山田正紀「マヂック・オペラ 二・二六殺人事件」



確かネットだと9月24日に出版されているはずなのに、全く書店で見かけることなく数ヶ月が過ぎ、半ばあきらめ書けていたところやっと最近書店で発見、喜び勇んで買ってみた。いったいこの遅滞は何だったのか。広告を刷ってしまってから作者が修正したくてたまらなくなり、製本作業をストップして書き直したのか。どうでも良いことだが、出版社の苦労がしのばれる。もとい、これは「ミステリ・オペラ」と並んで一連のシリーズをなすものであり、前回極めて重要な登場人物の一人として登場した「検閲図書館」黙忌一郎が、今回はほとんど主人公とも言える扱いで登場し、二・二六事件の隠された真相と陰謀を暴きつつ、東京にカタストロフが起きることを阻止するために尽力する話。

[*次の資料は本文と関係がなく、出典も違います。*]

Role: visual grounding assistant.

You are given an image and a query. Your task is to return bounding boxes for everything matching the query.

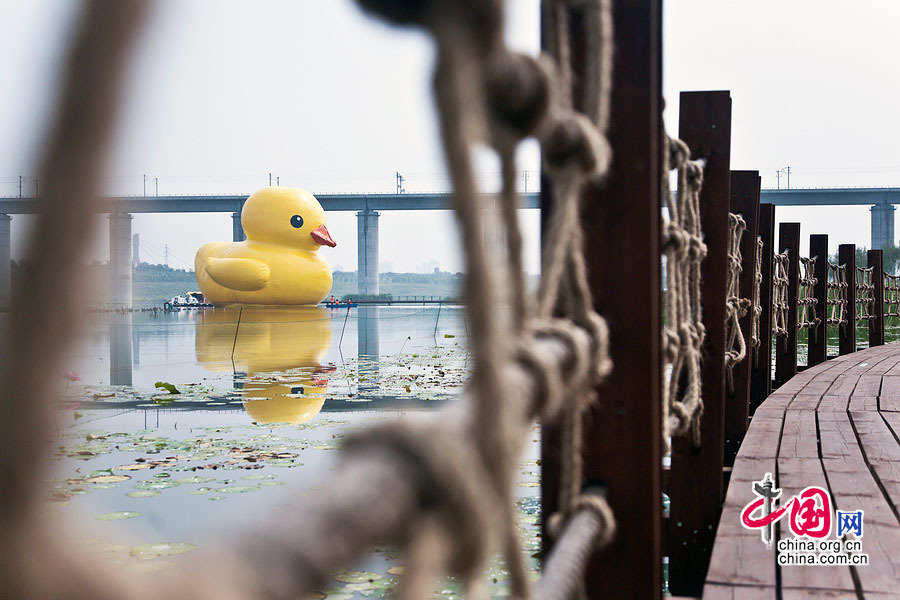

話自体は「ミステリ・オペラ」オペラよりは一本道で、意外感には乏しく多少まどろっこしい感じもある。しかし、現実と虚構が相交わる地平に登場人物を追いやった上で、いわゆる「史実」と見られる「現実」事態を揺さぶってゆく筆力は相変わらず。むしろ、その確信犯的筆致は勢いを強め、そんなことあるはずない、、と思ってしまう感情すらをも取り込んだ上で妖しい世界を「史実」の裏側に組み立て、気がつくとその裏側がひっくりかえって表側にどうどうとたちあらわれている。物語の構成の中で極めて重要な「不可能殺人事件」があり、これが本書の「ミステリ」としての性質を担保する唯一の要素だと思われるのだが、なんだか途中でそんなことがどうでも良くなってしまっている気がしてならない。そんなことより物語はあちらこちらへと、芥川龍之介から萩原朔太郎江戸川乱歩から阿部定事件など、あちらこちらへと移り歩き、気がつけば久生十蘭中井英夫めいた夢ともうつつともつかぬ地平をさまよい始める。でも、それでも面白いから良いのだ。とにかく登場人物のけれんみといかがわしさ、そして舞台の幻想的なあり方は、やっぱり「マヂック・オペラ」の名によく響く、素敵な作品の世界を作り出している。ただまあ、これを人に勧めるかというと微妙なところで、小栗虫太郎中井英夫を楽しめる人には、強くお勧めしたい、というところ。多少、趣味的に過ぎ、香りがきつすぎるかもしれない。